‘Christmas spirit’ vandalized
Vandals have burned down for the 27th time a giant straw goat meant to symbolize the Christmas spirit. The 13m high and 3.6 tonne heavy straw goat was engulfed in flames early on Saturday after unidentified assailants attacked it in the town of Gavle, 150km north of Stockholm. The straw goat is a centuries-old Scandinavian yule symbol that preceded Santa Claus as the bringer of gifts. Since 1966, when the tradition of erecting the giant straw goat in the town square was introduced, vandals have burnt it down 27 times.
Gandalf scene re-enacted
It is almost like in J.R.R. Tolkien’s The Fellowship of the Ring: Gandalf stands in the way of the Balrog and tells him to “go back to the shadow” to buy time for fleeing Frodo Baggins and his companions. However, the scene is Warsaw, not the Mines of Moria. A prankster dressed as Gandalf stops a city tram, which represents the Balrog, and recreates the scene with several others dressed as Middle-earth characters. Tolkien’s Gandalf almost died in the confrontation, but the Warsaw practical joker, called SA Wardega, just irritated the tram driver. A YouTube video of the prank posted last week has gone viral with nearly 3 million views by Saturday, just days before Poland’s premiere of the The Hobbit film sequel.
Factory owners charged
Police yesterday charged the owners and 11 others over the nation’s worst garment factory fire that killed 111 people, after wrapping up an investigation 13 months after the tragedy. Police charged owners Delwar Hossain and his wife, along with security guards and managers over the blaze in November last year that gutted the Tazreen factory where workers stitched clothes for Western retailers including Walmart. “[Owners] Delwar and his wife Mahmuda Akter ... and 11 others have been charged with death due to negligence,” said A.K.M. Mohsinuzzaman Khan, police investigator in the case. The factory, on the outskirts of Dhaka, supplied clothes to a variety of international brands including US giant Walmart Stores Inc, Dutch retailer C&A and ENYCE, a label owned by US rapper Sean “Diddy” Combs.

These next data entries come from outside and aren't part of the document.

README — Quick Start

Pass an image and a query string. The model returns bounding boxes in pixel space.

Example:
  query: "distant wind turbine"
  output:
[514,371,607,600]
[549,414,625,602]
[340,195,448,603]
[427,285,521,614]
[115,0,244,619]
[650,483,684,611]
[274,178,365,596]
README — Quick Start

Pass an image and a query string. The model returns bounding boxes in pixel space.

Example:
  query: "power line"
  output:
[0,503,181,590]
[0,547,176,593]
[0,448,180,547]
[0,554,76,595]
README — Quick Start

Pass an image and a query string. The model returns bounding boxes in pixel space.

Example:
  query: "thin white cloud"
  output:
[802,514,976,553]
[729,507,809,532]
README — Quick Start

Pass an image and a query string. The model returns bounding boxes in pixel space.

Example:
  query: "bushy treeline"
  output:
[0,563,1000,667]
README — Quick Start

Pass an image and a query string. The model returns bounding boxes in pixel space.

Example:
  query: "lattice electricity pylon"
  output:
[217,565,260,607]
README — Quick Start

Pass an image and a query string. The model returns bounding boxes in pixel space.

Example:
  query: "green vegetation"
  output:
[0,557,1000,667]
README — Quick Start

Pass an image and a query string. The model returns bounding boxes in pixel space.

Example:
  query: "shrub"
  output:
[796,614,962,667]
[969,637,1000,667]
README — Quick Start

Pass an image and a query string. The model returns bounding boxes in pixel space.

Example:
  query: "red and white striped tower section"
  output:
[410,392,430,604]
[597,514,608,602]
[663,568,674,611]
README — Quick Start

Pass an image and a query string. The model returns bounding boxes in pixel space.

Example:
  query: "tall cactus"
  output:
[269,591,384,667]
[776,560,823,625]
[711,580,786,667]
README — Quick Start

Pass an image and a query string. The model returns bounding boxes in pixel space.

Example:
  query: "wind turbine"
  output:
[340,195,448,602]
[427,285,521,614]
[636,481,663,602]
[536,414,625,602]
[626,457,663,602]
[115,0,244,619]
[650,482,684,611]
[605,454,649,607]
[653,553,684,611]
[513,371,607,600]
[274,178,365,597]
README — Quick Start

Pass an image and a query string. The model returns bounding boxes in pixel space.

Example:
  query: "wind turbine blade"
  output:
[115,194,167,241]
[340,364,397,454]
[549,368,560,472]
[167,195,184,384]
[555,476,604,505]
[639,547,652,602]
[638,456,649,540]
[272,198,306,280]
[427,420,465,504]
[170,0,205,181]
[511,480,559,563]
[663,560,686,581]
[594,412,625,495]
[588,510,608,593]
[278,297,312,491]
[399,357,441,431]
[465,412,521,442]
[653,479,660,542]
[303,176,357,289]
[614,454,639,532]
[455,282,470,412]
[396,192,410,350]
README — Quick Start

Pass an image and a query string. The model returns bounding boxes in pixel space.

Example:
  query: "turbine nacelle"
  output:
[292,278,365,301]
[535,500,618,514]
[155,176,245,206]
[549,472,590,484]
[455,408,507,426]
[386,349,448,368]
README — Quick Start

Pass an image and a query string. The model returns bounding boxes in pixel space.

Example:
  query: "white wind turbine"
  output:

Military removes Nazi image
The military has removed a picture from an army Web site in which one of its soldiers deployed in the Central African Republic was sporting an insignia with a Nazi slogan. The picture showed a soldier with his gun in his hand wearing a shoulder insignia bearing the French flag, the number 32 and the motto of Adolf Hitler’s SS — “My honor is called loyalty” — news channel BFMTV said. The army took the photo down on Friday. “This is an unacceptable attitude that doesn’t reflect the reality of the armed forces,” army spokesman Colonel Gilles Jaron said. He said the soldier would be “immediately suspended” as soon as he had been identified. “This soldier was wearing a shoulder insignia that isn’t part of the military uniform and which bore an inscription concerning an ideology that is unequivocally condemned,” he said. BFMTV said the army had posted the photo on its Facebook page for its overseas operations. The nation has deployed 1,600 soldiers to the Central African Republic, a former French colony, to bolster an African peacekeeping force that was struggling to deal with an outbreak of Christian-Muslim violence following a March coup by a mainly Muslim rebel group.